A week of ecological events will cap off with Earth Day tomorrow, but Lafayette’s celebration of sustainability will culminate with a cleanup of Bushkill Creek at Lafapalooza, Lafayette’s annual spring day of service on Saturday, April 29.
It all began earlier this week with a carnival on the Quad followed by a visit by renowned ecologist George Woodwell, author of the book “Visions of a Plundered Planet” and one of the earliest scientists to warn about climate change.
Other events included “Project Runway: Earth Day Edition,” in which teams of students competed for a $125 gift certificate to Easton restaurants by creating outfits out of completely recyclable materials. There was also a recycled paper-making workshop, where students could blend their schoolwork into a pulp.
On Wednesday, Marquis Dining Hall hosted the event “LaFarm to Table,” in which students could come and learn about LaFarm as well as hear about volunteering, according to Sustainability Director Marie Fechik-Kirk. Students enjoyed a locally-sourced dinner and participated in activities ranging from potato cutting, garlic peeling, composting and more. The event was co-hosted by Bon Appétit, ECOreps and the Lafayette Food and Farm Cooperative (LaFFCo).
Still to come is yoga on the Quad at 1 p.m. Friday and a presentation of infographic posters from Civil Engineering students. The students were charged with “Envisioning a Sustainable World.” The 25 posters will be displayed around the Quad for a public vote to choose a winner.
Fechik-Kirk explained the purpose of this year’s Earth Week.
“What we’re trying to do with Earth Week this year is we’re trying to make it so that it’s fun and it involves a whole wide swath of campus, so that way we have things that are engaging and fun and interesting,” Fechik-Kirk said.

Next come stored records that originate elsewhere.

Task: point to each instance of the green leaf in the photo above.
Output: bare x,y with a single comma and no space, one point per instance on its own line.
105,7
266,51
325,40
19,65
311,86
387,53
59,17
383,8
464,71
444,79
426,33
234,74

The template for this year’s Earth Week and for future years was created by students in an environmental studies capstone course in the fall of 2015. Sustainability Fellow Miranda Wilcha was a student in this class and helped create the module for a better Earth Week.
“Earth week has historically had a lot of overlap and there was a lot of running around at the last minute, it could be very busy and stressful so I think the template from the capstone was designed as a way to say: ‘Here, this module is going to take these couple of big picture events that everyone will come to and help out with but it will take the pressure of planning off,’” Wilcha said.